To add to it, the other thing besides being more explicit about the schedule for me was doing things in the morning before work. Even tough I was never a morning person, this helped me a lot with consistency since I can guarantee to get the time in every day while being more or less in the same physical/mental shape every time. Whereas end of day, I might feel too tired, finishing at different hours, have other things on mind, spontaneously getting asked to go for some social activity with friends, etc.
I have seen general advice for creatives, and sometimes applied it, that if you want to have a creative day you should more-or-less roll out of bed into that work. You might have some fresh inspiration to follow and not lose. You have the energy. By sleep your mind has been cleared of distractions.
only thing I'd recommend changing is doing it every day, even if it's a very small amount. That makes it easier to keep the habit going. I only workout hard 3 days a week, but I do lighter exercise the other days for maybe 15 minutes because it just seems easier mentally to stay consistent
Yeah true. My discipline isn't great so that's another reason for the modest initial goals. What drives me though is the sheer desire to do it. I don't do it through gritted teeth a lot of the time because I've cultivated the sheer will do learn these things. For the days that the desire is flagging, I have to fall back on grit but not too often. So another secret here is "cultivate your desire to do something" and to that I'd add "try to keep it as fun as possible". Desire is key.
Totally agree that modest goals make it easier to get started, get some "little" wins, and help build up steam over time.
I guess the point I was trying to make is when you set the specific schedule, convince yourself its not optional. I make the mistake all the time of saying things like "yea I'm going running at 7am tomorrow", but deep down I don't full commit to it.
Yeah I'm with you on the 7am thing. I think sometimes you just had to admit that maybe the time doesn't work for you even though you want it to. I can't run without having been awake for at least one hour and being fairly well hydrated etc and I rarely get out of bed before 0630 so I tend to run after the nursery / school drop off.
WFH helps here as I can drop kids off and then run, shower and be at my desk for 0900. I'd run at lunchtime at work otherwise if it wasn't for WFH but this also makes it easier.
I'm a little confused. You mention specific times so you can't wiggle out of them, but your approach to piano sounds like just that. Are you scheduling these sessions ahead of time for each week?

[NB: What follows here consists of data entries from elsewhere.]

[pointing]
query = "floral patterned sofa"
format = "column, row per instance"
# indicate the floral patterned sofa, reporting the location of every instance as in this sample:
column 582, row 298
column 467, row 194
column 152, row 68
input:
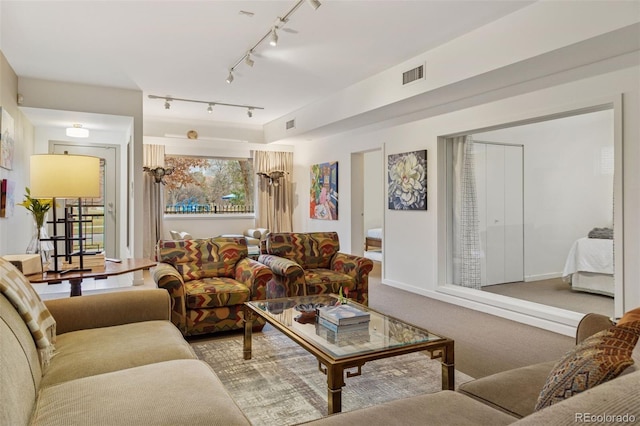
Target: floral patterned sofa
column 209, row 280
column 310, row 263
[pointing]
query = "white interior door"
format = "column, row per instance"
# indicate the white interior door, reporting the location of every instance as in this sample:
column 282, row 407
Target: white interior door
column 109, row 154
column 499, row 171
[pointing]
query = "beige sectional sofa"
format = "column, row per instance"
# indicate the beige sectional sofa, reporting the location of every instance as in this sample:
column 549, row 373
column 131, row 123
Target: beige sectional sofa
column 118, row 361
column 510, row 398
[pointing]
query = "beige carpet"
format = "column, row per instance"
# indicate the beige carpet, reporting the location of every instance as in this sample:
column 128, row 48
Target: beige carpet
column 281, row 384
column 557, row 293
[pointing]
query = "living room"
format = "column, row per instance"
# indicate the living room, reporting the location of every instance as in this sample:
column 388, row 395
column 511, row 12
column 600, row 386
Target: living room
column 560, row 59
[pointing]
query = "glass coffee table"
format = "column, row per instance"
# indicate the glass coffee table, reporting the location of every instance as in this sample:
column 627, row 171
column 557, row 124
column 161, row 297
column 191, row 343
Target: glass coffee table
column 341, row 352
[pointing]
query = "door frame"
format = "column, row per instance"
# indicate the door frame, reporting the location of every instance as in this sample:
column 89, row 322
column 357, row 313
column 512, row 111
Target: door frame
column 111, row 202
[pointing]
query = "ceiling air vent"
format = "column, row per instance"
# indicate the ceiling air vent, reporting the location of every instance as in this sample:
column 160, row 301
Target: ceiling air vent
column 413, row 75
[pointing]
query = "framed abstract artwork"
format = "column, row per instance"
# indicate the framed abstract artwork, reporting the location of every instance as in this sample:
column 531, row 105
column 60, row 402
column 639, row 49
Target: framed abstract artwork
column 323, row 203
column 407, row 179
column 7, row 140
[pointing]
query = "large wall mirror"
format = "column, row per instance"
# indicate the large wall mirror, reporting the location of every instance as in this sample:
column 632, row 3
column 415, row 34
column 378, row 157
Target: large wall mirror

If you have not heard them, you might appreciate the old phrases: If you want something done give it to a busy person. And: The busiest person has time for everything.
I have a friend who's teaching me. I definitely recommend a teacher if you can get one. If not then apps can give you a little taste and take you somewhere for sure. I personally recommend Flowkey.
My 'secrets' are rather boring; schedule specific times, keep it achievable and don't overdo it in the early days. Little and often works wonders and you build the ritual / habit that way. You can then scale the frequency and length of time per session accordingly.
Strangely, having kids made me much better at this too. When I had loads of free time I wasted a lot more of it. Now my free time is very limited, it's much more precious.